The Government, on Tuesday, gave freedom to sugar factories to sell their open market quota.

Mills have now been given a free sale quota covering a period of six months, against the existing practice of fixing the quantity to be sold every month.

On Tuesday, the Government released 10.4 million tonnes sugar for April to September, which mills can freely dispose of any time during these six months.

In other words, they do not have to wait for quotas to be fixed every month.

While this is certainly a move towards decontrol of the sugar industry, it has, however, also raised questions.

“When there is already talk of the Government dispensing with the release mechanism altogether along with freeing the industry from levy obligation, why have they announced this piecemeal measure? Does it mean decontrol is off for the moment, despite Food Minister K.V. Thomas saying that it will be taken up by the Cabinet on Thursday,” an industry observer said.

There are others who feel the proposed de-control will anyway take off only from the sugar year starting October 2013.

To that extent, allowing a six-month release window for April-September could prepare the industry toward a decontrolled regime.

“A longer-period quota could possibly help millers prepare how to handle their inventories in a de-controlled scenario” a UP-based miller said.

Also, the fact that the Government has said “there would be no conversion of unsold non-levy quota into levy quota during the period of current release that is from April-September”, is an indication that decontrol has virtually taken place vis-à-vis the release mechanism.

The 10 per cent levy can only go for the sugar that gets produced from October onwards, he added.

An official statement on Tuesday said “The sale and delivery/dispatch period for 10.4 million tonnes would be from April 1, 2013 and up to September 30, 2013, without any inter-month restrictions”.

The non-levy quota would be apportioned and released only among those sugar mills which have submitted online production returns at the time of release.

Mill-wise quota apportionment would discount the entire non-levy quota released for October 2012-March 2013 and any quantity left unsold would not be not be available for sale during the period of April-September 2013.

Welcoming the Government’s decision, the sugar industry said such a move will give flexibility to millers to plan their cash flows.

“The decision not to convert any unsold non-levy quota into levy and also not have any inter-month restrictions of six-monthly quota are important steps towards reforming the sugar sector, said Abinash Verma, Director General, Indian Sugar Mills Association (ISMA).
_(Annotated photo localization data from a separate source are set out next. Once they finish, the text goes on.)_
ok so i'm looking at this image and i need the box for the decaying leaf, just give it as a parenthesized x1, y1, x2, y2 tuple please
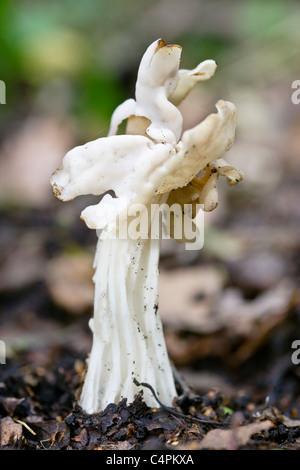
(197, 419, 274, 450)
(0, 397, 25, 416)
(28, 420, 70, 449)
(158, 265, 225, 331)
(261, 408, 300, 428)
(0, 416, 23, 447)
(160, 271, 294, 335)
(0, 116, 74, 207)
(46, 252, 94, 314)
(160, 272, 296, 366)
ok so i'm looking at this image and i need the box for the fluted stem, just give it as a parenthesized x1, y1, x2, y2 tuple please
(79, 203, 177, 413)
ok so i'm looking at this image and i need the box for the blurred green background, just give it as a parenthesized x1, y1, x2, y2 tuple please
(0, 0, 300, 395)
(0, 0, 299, 204)
(0, 0, 299, 137)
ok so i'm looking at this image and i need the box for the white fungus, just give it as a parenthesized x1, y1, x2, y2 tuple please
(51, 39, 243, 413)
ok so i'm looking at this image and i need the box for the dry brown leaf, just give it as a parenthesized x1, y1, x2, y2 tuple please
(46, 252, 94, 314)
(71, 428, 89, 446)
(0, 116, 74, 207)
(160, 268, 295, 365)
(0, 233, 45, 292)
(159, 265, 225, 331)
(198, 419, 274, 450)
(29, 420, 70, 449)
(0, 417, 23, 447)
(261, 408, 300, 428)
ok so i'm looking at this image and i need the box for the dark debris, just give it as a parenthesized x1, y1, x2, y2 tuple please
(0, 348, 300, 450)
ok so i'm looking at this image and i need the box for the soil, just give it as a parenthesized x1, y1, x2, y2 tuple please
(1, 343, 300, 450)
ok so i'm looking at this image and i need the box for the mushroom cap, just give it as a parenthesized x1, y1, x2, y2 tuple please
(50, 39, 243, 231)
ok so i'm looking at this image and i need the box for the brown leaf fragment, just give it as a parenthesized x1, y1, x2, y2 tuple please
(0, 416, 23, 447)
(100, 440, 138, 451)
(138, 409, 179, 433)
(0, 397, 25, 416)
(198, 419, 274, 450)
(0, 116, 74, 207)
(261, 407, 300, 428)
(46, 252, 94, 314)
(71, 427, 89, 447)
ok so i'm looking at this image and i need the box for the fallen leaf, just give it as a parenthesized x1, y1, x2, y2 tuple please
(159, 265, 225, 331)
(46, 252, 94, 314)
(261, 408, 300, 428)
(71, 427, 89, 447)
(0, 233, 46, 292)
(0, 116, 74, 207)
(198, 419, 274, 450)
(161, 271, 294, 335)
(162, 276, 295, 366)
(227, 251, 288, 293)
(28, 420, 70, 449)
(0, 416, 23, 447)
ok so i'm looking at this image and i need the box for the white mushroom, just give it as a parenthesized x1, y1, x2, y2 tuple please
(50, 39, 243, 413)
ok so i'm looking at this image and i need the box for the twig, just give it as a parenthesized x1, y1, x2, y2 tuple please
(14, 418, 36, 436)
(133, 378, 223, 426)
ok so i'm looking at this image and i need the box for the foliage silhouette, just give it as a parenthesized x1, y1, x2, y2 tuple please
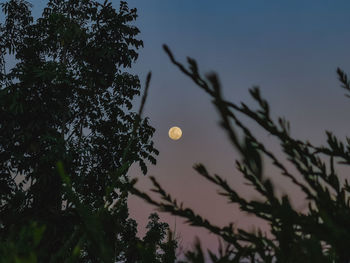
(0, 0, 176, 262)
(130, 45, 350, 263)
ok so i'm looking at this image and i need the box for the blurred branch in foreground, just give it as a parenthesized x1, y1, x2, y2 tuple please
(130, 45, 350, 263)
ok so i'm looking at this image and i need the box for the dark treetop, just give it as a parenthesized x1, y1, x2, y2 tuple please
(0, 1, 178, 262)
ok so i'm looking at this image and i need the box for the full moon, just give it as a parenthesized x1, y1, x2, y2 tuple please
(168, 126, 182, 140)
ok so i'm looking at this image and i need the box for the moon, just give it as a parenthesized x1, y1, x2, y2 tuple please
(168, 126, 182, 140)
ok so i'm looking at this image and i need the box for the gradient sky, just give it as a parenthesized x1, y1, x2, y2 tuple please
(124, 0, 350, 253)
(23, 0, 350, 255)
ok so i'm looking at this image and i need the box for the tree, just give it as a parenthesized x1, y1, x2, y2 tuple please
(131, 45, 350, 263)
(0, 0, 176, 262)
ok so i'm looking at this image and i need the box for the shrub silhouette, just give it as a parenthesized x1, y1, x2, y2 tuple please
(131, 45, 350, 263)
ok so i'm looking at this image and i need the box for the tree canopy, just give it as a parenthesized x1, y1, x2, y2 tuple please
(0, 1, 176, 262)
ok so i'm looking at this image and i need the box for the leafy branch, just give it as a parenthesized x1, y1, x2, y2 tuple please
(131, 45, 350, 262)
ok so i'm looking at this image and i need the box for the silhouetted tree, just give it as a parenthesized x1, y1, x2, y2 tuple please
(0, 1, 176, 262)
(131, 45, 350, 263)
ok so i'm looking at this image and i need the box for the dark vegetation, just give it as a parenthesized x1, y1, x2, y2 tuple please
(1, 0, 350, 262)
(0, 0, 176, 262)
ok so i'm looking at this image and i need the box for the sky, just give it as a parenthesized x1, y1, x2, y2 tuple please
(124, 0, 350, 253)
(21, 0, 350, 255)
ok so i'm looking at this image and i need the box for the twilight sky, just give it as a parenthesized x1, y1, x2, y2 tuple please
(27, 0, 350, 254)
(124, 0, 350, 253)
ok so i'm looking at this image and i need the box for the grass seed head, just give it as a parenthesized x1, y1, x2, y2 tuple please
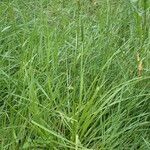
(138, 60, 143, 77)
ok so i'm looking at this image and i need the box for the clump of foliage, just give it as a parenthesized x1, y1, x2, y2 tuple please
(0, 0, 150, 149)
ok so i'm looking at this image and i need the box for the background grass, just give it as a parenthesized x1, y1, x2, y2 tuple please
(0, 0, 150, 149)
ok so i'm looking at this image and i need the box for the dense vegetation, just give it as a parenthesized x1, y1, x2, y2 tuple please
(0, 0, 150, 149)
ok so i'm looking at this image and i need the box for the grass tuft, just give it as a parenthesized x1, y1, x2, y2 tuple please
(0, 0, 150, 149)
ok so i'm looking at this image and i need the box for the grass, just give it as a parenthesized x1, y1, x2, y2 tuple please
(0, 0, 150, 149)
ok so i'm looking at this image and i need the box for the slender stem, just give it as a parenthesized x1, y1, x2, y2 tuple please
(143, 0, 148, 42)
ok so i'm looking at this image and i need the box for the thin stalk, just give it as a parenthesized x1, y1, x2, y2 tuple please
(143, 0, 148, 42)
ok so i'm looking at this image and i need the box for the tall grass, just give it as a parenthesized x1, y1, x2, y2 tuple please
(0, 0, 150, 149)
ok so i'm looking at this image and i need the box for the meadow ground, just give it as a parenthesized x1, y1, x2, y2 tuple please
(0, 0, 150, 149)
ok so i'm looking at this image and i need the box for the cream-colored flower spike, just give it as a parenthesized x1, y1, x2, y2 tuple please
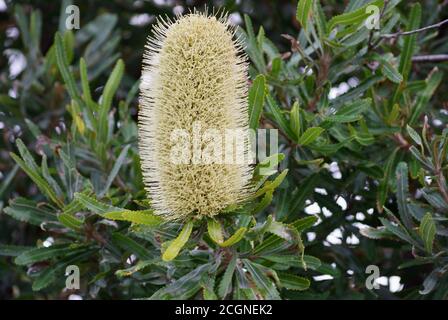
(138, 11, 253, 220)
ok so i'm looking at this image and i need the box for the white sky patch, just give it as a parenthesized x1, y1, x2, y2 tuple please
(153, 0, 175, 5)
(356, 212, 365, 221)
(0, 0, 6, 11)
(322, 207, 333, 217)
(328, 161, 342, 179)
(313, 274, 334, 281)
(367, 208, 374, 215)
(129, 13, 153, 26)
(229, 12, 243, 26)
(375, 276, 388, 287)
(307, 232, 316, 242)
(173, 5, 184, 15)
(326, 228, 343, 245)
(336, 196, 347, 210)
(433, 119, 443, 127)
(328, 82, 351, 100)
(43, 237, 54, 247)
(305, 202, 321, 214)
(68, 294, 83, 300)
(126, 254, 137, 265)
(314, 187, 328, 195)
(346, 234, 360, 245)
(353, 222, 370, 230)
(4, 49, 27, 78)
(6, 27, 19, 39)
(348, 77, 360, 88)
(389, 276, 404, 293)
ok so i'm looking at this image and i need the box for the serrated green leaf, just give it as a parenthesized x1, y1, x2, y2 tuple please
(298, 127, 324, 145)
(111, 233, 151, 260)
(419, 212, 436, 254)
(99, 144, 130, 197)
(15, 244, 86, 266)
(377, 148, 398, 212)
(98, 59, 124, 143)
(248, 76, 266, 130)
(296, 0, 313, 31)
(58, 212, 84, 230)
(327, 0, 384, 32)
(396, 162, 414, 230)
(290, 101, 301, 139)
(398, 3, 421, 82)
(74, 192, 118, 214)
(218, 256, 237, 299)
(10, 151, 64, 208)
(0, 244, 33, 257)
(3, 197, 57, 226)
(54, 32, 82, 105)
(103, 210, 163, 226)
(266, 93, 297, 141)
(278, 272, 310, 291)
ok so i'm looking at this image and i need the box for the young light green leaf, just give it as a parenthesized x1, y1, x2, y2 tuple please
(290, 101, 301, 138)
(255, 169, 288, 197)
(162, 221, 194, 261)
(220, 227, 247, 247)
(207, 219, 224, 244)
(103, 210, 163, 226)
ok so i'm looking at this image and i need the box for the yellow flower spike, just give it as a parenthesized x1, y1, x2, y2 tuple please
(138, 10, 253, 221)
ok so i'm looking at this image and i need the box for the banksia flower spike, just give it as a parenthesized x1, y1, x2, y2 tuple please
(138, 11, 253, 222)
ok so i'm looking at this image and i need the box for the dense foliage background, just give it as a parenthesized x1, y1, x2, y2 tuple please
(1, 0, 447, 299)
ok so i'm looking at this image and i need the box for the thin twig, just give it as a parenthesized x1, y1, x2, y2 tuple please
(381, 18, 448, 38)
(412, 54, 448, 62)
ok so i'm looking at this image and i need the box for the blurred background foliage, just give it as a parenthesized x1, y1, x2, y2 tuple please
(0, 0, 448, 299)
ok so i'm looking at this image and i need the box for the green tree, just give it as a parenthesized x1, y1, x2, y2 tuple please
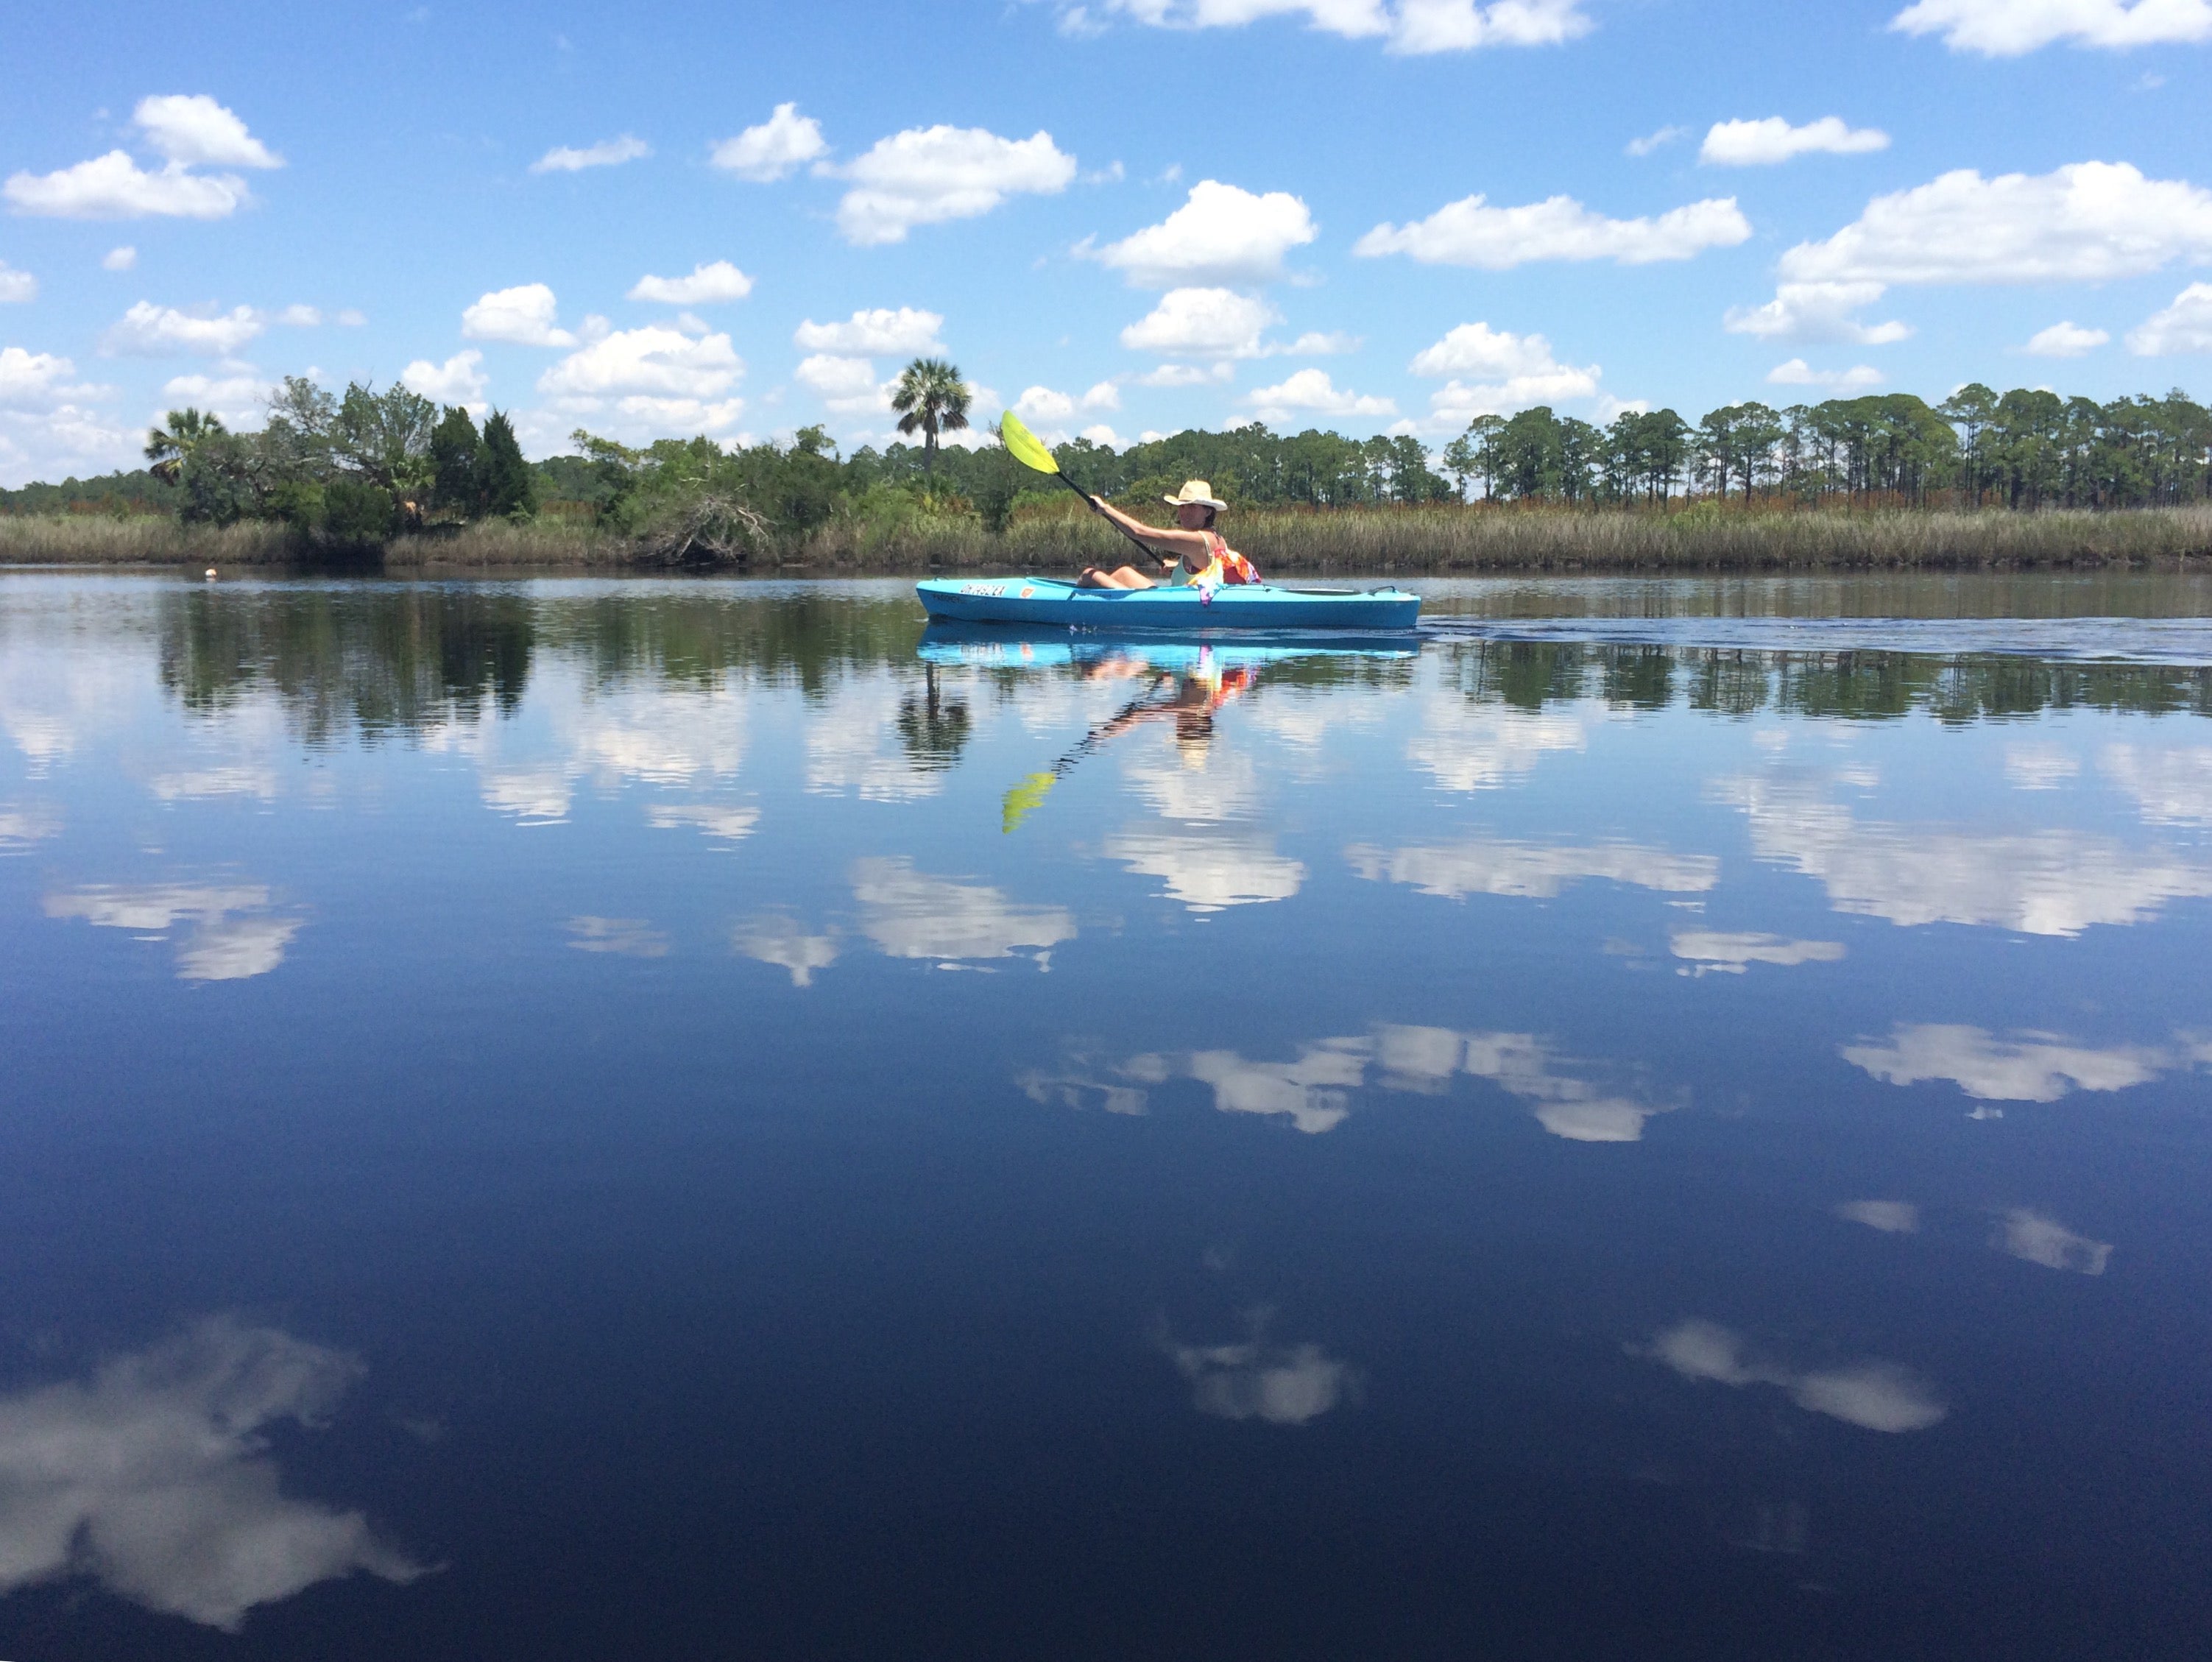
(144, 408, 227, 485)
(429, 405, 482, 517)
(479, 411, 537, 519)
(890, 358, 972, 479)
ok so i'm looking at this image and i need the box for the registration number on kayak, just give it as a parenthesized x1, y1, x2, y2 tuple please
(960, 583, 1006, 595)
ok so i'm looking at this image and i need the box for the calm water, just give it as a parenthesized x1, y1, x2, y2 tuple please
(1, 572, 2209, 1659)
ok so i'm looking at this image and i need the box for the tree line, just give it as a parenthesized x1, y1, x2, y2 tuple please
(3, 364, 2207, 551)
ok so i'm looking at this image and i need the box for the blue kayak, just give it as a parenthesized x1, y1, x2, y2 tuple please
(915, 575, 1420, 632)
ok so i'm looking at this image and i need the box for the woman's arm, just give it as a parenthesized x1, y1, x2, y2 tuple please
(1089, 497, 1212, 556)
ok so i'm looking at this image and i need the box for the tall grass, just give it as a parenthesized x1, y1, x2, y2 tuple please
(6, 501, 2209, 573)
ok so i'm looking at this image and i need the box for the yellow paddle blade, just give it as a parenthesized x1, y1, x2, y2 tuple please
(998, 411, 1060, 476)
(1001, 771, 1057, 833)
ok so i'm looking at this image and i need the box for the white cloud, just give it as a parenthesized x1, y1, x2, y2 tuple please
(1700, 116, 1890, 166)
(1133, 361, 1235, 387)
(1095, 0, 1594, 55)
(1842, 1023, 2169, 1102)
(1723, 280, 1912, 344)
(850, 856, 1075, 963)
(2100, 743, 2212, 824)
(1779, 162, 2212, 288)
(1642, 1319, 1947, 1432)
(400, 349, 487, 406)
(732, 914, 840, 987)
(1767, 358, 1884, 389)
(276, 303, 321, 327)
(1089, 179, 1317, 286)
(1625, 124, 1686, 157)
(1890, 0, 2212, 55)
(157, 371, 271, 426)
(102, 245, 136, 271)
(2006, 743, 2081, 790)
(1120, 286, 1282, 360)
(1669, 930, 1845, 975)
(1836, 1199, 1921, 1233)
(1245, 367, 1395, 422)
(2127, 281, 2212, 354)
(101, 300, 264, 356)
(1410, 320, 1604, 423)
(793, 306, 946, 356)
(1401, 698, 1589, 791)
(710, 102, 827, 182)
(0, 261, 36, 304)
(795, 353, 890, 412)
(336, 308, 366, 326)
(1993, 1209, 2113, 1273)
(1107, 825, 1306, 911)
(1163, 1325, 1350, 1425)
(0, 1317, 423, 1630)
(830, 125, 1075, 246)
(4, 152, 252, 220)
(530, 134, 651, 174)
(1715, 771, 2212, 935)
(461, 282, 576, 347)
(646, 803, 760, 844)
(627, 261, 753, 306)
(1014, 381, 1123, 424)
(537, 327, 744, 428)
(43, 883, 304, 981)
(2021, 319, 2109, 357)
(1347, 838, 1717, 899)
(1355, 191, 1750, 267)
(132, 95, 282, 169)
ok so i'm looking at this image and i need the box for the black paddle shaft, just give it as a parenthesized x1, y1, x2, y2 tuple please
(1056, 472, 1171, 569)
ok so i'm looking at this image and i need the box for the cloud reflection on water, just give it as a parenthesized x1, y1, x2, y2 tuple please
(1640, 1318, 1946, 1433)
(1840, 1023, 2186, 1103)
(43, 883, 305, 981)
(732, 913, 841, 986)
(851, 857, 1075, 965)
(1669, 931, 1845, 975)
(1107, 824, 1307, 913)
(1994, 1209, 2113, 1275)
(1160, 1317, 1353, 1426)
(0, 1318, 424, 1631)
(1345, 838, 1717, 901)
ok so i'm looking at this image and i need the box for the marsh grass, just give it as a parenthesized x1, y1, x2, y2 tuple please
(7, 501, 2209, 573)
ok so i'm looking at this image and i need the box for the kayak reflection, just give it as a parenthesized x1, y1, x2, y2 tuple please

Following the Government decision, the sugar futures reacted negatively.

The April contract on NCDEX ended lower by a little over one per cent to close at Rs 2,915 a quintal.

Similarly, the contracts for May and June also ended lower by about one per cent each.

Typically, the summer months of April to June form the peak season for sugar, when consumption peaks on rising demand from ice cream and beverage makers rises during these months.

For the current 2012-13 sugar year ending September 30, production is expected to be 24.6 mt, against domestic demand of around 23 mt.